Abigail wondered what Natalie had thought when she first heard about the events on Heart Pond Island. The initial news reports had been somewhat vague. “Police Investigating Multiple Suspicious Deaths on Honeymoon Island.” Then, later, “Inside the Alleged ‘Cult’ That Punished Wives for Infidelities.” At that point it was a federal case, and the story had broken nationally, leading to a deluge of reporters descending on Boxgrove, where Abigail was now living. She hadn’t returned to New York City after what had happened on the island. She’d returned home, sleeping in her mother’s bed for a while, then in her childhood bedroom. A month earlier she’d moved half a block away to a small rental house, already furnished. Her parents thought it was silly for her to get her own place, but her own place made her feel she was moving in the right direction.
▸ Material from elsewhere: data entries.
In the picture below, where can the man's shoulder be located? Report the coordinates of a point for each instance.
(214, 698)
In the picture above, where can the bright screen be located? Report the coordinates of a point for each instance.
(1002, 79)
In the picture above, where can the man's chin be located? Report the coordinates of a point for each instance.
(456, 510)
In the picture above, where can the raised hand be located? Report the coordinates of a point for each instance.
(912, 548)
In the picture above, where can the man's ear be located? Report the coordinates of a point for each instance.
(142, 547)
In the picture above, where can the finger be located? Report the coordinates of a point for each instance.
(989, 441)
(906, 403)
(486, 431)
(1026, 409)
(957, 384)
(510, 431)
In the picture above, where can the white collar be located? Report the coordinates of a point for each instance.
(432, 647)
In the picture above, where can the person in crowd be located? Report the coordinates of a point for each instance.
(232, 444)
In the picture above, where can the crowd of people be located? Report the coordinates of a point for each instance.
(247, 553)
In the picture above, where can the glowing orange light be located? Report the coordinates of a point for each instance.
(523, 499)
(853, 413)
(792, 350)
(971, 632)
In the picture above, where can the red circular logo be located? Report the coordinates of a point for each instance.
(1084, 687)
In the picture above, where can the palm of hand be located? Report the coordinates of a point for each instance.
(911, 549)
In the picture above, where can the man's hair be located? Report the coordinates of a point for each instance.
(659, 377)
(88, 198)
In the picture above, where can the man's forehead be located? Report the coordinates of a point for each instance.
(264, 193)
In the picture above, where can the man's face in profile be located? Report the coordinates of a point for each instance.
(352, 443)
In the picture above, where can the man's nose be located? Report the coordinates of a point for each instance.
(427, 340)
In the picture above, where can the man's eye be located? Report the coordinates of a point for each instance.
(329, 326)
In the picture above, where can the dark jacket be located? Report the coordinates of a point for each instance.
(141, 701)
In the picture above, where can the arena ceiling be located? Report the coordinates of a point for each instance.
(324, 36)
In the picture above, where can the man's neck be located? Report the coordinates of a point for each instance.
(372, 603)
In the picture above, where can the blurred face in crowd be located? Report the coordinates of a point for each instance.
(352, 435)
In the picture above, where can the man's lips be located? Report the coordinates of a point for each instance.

It had been more than six months of talking. To her parents, to Zoe, to a succession of therapists. And, of course, constant interrogations, some under oath, with both federal agents and a slew of attorneys. In the midst of all this she’d somehow managed to work on her novel, about the twins in New York. She knew it was less than stellar but didn’t mind. Involving herself in that fictional world, no matter how dark that world was, was preferable to thinking about what had happened in her actual life.

Two months earlier, Charles “Chip” Ramsay III had been arrested in Mexico, where he’d fled after his indictment. Eric Newman, last Abigail had heard, was cooperating with the federal investigation into what was now being called the Silvanus Cult, a small group of men with ties to other men’s rights groups, and with a history of testing their girlfriends and wives for fidelity. Some of the wealthier members, such as Bruce, were also partners in a limited liability corporation set up by Chip Ramsay called Silvanus Incorporated, named after the Roman god of the woods and of wild nature. That corporation had purchased Heart Pond Island and the defunct summer camps on it, as well as a similar island in the Puget Sound, the place where Bruce had gone for his bachelor weekend. Once the floodgates had been opened, a surprising number of current and ex-employees of both these places had stepped forward to give testimony, along with multiple women, all with stories about being elaborately punished for their transgressions. Chip Ramsay’s own wife had disappeared two years earlier, and that disappearance was now being treated as a potential homicide.

Mellie, whose full name was Melanie Nadeau, had turned herself in as a cooperating witness, claiming that she had been coerced against her will by Chip Ramsay to work on Heart Pond Island. Porter Conyers, the man from Bermuda who had once been involved with Jill Greenly, had somehow managed to entirely disappear. Jill’s husband, Alec Greenly, the producer, had committed suicide in his jail cell in February by hanging himself with a bathroom towel.